Pertumbuhan ekonomi Indonesia 5,2-5,3% sedangkan inflasi juga bagus, di bawah lima persen. “Pertumbuhan ekonomi dan tingkat inflasi adalah indikator terpenting. Ibarat manusia, keduanya adalah jantung. Dan karena masih kuat, dipastikan bahwa kondisi Indonesia masih sangat aman,” kata dia.

Tak kalah penting, tingkat pelemahan (depresiasi) pada 1998 dan sekarang juga berbeda jauh. Pada 1998 depresiasi mencapai sekitar 600% yaitu dari Rp2.000 menjadi lebih dari Rp15.000. Sedangkan sekarang hanya sekitar 10% yaitu Rp13.500 menjadi Rp15 ribu. “Kita jauh lebih baik dibandingkan Turki yang sekarang anjlok 300%,” paparnya.

Terpisah, guru besar Universitas Indonesia (UI) Profesor Budyatna juga setuju bahwa kondisi 1998 dan saat ini sangat berbeda jauh. Dulu terjadi krisis moneter, saat ini tidak. Sekarang, tingkat kepercayaan terhadap Pemerintahan Jokowi masih sangat tinggi, sedangkan 1998, kepercayaan terhadap Soeharto begitu anljok.

Tingginya kepercayaan kepada Jokowi, menurut Budyatna, tidak lepas dari kinerja Pemerintahan yang memang baik serta sikap antikorupsi Presiden Jokowi.

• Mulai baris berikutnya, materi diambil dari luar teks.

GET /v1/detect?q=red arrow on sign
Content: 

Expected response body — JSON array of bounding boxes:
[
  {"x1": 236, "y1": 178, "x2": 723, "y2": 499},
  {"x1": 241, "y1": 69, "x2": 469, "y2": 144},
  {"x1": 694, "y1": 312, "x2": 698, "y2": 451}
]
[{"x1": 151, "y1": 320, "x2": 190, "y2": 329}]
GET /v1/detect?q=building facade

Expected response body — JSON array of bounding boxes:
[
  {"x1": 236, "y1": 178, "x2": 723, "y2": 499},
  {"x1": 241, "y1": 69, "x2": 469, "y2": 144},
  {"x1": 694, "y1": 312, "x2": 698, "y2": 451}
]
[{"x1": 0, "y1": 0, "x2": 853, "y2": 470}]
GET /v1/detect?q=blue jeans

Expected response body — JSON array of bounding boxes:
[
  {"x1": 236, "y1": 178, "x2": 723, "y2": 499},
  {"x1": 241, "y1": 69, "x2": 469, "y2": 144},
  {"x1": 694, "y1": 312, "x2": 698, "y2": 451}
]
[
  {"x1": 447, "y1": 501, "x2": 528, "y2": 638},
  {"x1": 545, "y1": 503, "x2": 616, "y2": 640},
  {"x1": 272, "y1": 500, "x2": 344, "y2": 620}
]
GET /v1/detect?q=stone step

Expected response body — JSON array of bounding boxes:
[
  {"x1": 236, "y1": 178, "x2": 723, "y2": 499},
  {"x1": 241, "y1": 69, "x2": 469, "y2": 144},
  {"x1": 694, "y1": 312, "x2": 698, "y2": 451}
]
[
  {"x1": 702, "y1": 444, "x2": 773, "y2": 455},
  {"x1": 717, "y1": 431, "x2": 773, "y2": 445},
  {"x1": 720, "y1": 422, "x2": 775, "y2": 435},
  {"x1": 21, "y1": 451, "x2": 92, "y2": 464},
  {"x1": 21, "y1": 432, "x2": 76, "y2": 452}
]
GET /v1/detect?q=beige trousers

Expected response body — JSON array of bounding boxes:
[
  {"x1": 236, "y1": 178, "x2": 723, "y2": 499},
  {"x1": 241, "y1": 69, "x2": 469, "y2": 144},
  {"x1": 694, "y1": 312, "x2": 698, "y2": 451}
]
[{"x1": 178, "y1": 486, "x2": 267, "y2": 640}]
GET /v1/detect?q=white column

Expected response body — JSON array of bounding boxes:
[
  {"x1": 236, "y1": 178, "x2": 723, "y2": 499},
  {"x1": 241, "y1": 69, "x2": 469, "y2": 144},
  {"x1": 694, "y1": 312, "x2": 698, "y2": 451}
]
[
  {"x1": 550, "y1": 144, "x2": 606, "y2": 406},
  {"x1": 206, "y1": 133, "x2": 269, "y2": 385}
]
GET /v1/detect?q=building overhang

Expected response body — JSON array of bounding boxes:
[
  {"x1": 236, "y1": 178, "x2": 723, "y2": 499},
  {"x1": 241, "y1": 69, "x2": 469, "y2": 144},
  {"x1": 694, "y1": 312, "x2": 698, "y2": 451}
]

Berbagai prestasi yang ditorehkan Presiden, terutama dalam pembangunan infrastruktur, menunjukkan bahwa Pemerintah memang fokus pada kerja. “Jokowi orang yang jujur, tidak korupsi. Uangnya dipakai untuk membangun. Itu yang membuat kepercayaan kepada Pemerintah masih sangat tinggi,” lanjut dia.

Tingginya kepercayaan terhadap Jokowi, memang bertolak belakang dengan kondisi yang dialami Soeharto pada saat krisis 1998. Ketika itu korupsi terjadi dalam lingkar dalam (inner circle) Soeharto, termasuk para kroni dan anak-anaknya. Bahkan, anak-anak Soeharto yang semuanya terjun ke dunia bisnis, menurut Budyatna, sudah terbiasa meminjam uang dari bank dan tidak mengembalikan.

Rendahnya kepercayaan terhadap Soeharto juga ditandai dengan mundurnya 14 menteri bidang Ekonomi, Keuangan, dan Industri (Ekuin). Ironisnya, lanjut Budyatna, banyak di antara para menteri yang mundur tersebut, adalah ‘orang-orang’ kepercayaan Soeharto. Mulai Akbar Tandjung, Ginandjar Kartasasmita, hingga Rahardi Ramelan. Bahkan Ketua MPR Harmoko yang notabene sosok kepercayaan Soeharto pun mendesak presiden untuk turun dari jabatannya.

(akr)

Let's block ads! (Why?)

Baca Lagi dong https://ekbis.sindonews.com/read/1336537/33/pelemahan-rupiah-berbeda-jauh-dibanding-1998-ini-indikatornya-1536321245

Bagikan Berita Ini

0 Response to "Pelemahan Rupiah Berbeda Jauh Dibanding 1998, Ini Indikatornya"

Post a Comment

Powered by Blogger.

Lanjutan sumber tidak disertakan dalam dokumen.